La Oración: El Diálogo con Dios

“Canten al Señor un cántico nuevo, cante al Señor toda la tierra. Honor y majestad le preceden, fuerza y esplendor están en su templo”. (Sal 95, 1.6)

La oración requiere de algunas actitudes fundamentales para facilitar el diálogo con Dios. En primer lugar, debe ser un encuentro de fe: evidentemente no cual es, pero sí lo sentimos y aceptamos su existencia; por lo tanto, desde la oración tenemos la plena certeza de que Dios está ahí presente, de que nos escucha y de que nos da a conocer su santa voluntad. Jesús dijo: "Donde dos o tres se reúnen para orar, allí estoy yo en medio de ellos"; esto quiere decir que si hay alguien que escucha y responde, es Dios. En segundo lugar, la oración es una experiencia de vida; desde ella debemos ver cómo vamos cambiando y tomando un ritmo más espiritual, y cómo las cosas de Dios nos atraen sin ningún tipo de esfuerzo. En tercer lugar, la oración es una experiencia de amor. Dado que Dios actúa en nuestra vida por pura iniciativa suya, nosotros solamente nos llenamos realmente por su amor, todo lo demás deriva de él. Cuanto más nos sentimos amados por Dios, más amor podemos transmitir a los demás. De esto podemos concluir que la oración es como una brújula que orienta nuestra vida e ilumina todo lo que en ella se presenta. La oración requiere de perseverancia ella debe ser nuestro alimento diario, unida a la Eucaristía y a la lectura de la Palabra de Dios.
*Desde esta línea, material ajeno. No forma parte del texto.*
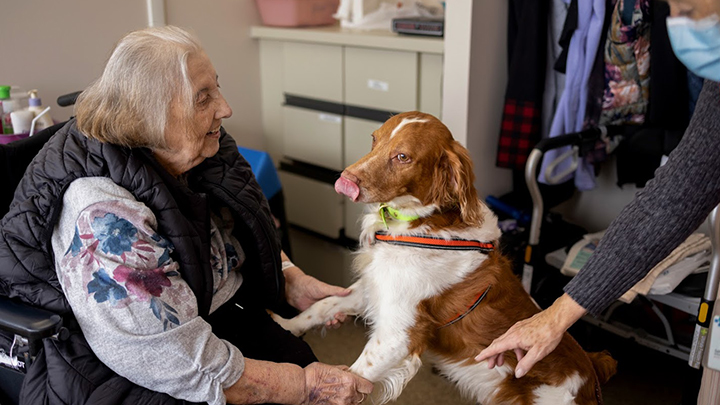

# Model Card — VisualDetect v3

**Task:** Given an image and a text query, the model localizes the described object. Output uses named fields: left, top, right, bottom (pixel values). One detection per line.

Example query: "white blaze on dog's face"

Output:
left=335, top=111, right=479, bottom=224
La Oración: El Señor Enseña con Autoridad

“Sálvanos, Señor Dios nuestro; reúnenos de entre los gentiles: daremos gracias a tu Santo Nombre, y alabarte será nuestra gloria”. (Sal. 105, 47)

A las actitudes que se requieren en la oración van unidas otras dimensiones que son fundamentales: 1) El ambiente: es necesario que en la oración "cerremos las puertas", es decir, que nos desconectemos de todo lo que pueda obstaculizar ese momento (celular, música que no ayude a la oración, visitas, etc.); si es posible disponer de un lugar a puertas cerradas o de un espacio donde tengamos concentración, así sea espacio abierto, aprovechemos la oportunidad. 2) Preparación: debemos relajar el cuerpo, tomar agua, lavarnos por lo menos la cara para ahuyentar el sueño, hacer ejercicios de respiración y relajación si es necesario así sea un par de minutos. Algunas veces el cansancio puede ser un obstáculo muy grande, por eso preparemos con tiempo la Biblia, música religiosa, un cirio encendido, una imagen, en fin. Todo lo que nos ayude a orar 3) Silencio interior: si hay un ambiente exterior adecuado, también debe existir un ambiente interior propicio para la oración. "Silencio es oración"; este silencio implica que solamente mis pensamientos estén en lo que deseo por medio de la oración. Estar siempre disponible a escuchar a Dios, sentirlo, dejar que nuestro palpite amor por El. 4) Relación recíproca: en la oración Dios se entrega totalmente, pero nosotros también debemos hacerlo, no solo hacia Dios, sino también hacia a los demás. Una oración que termina en el no es oración; ella nos lleva hacia los demás, que también son imagen de Dios.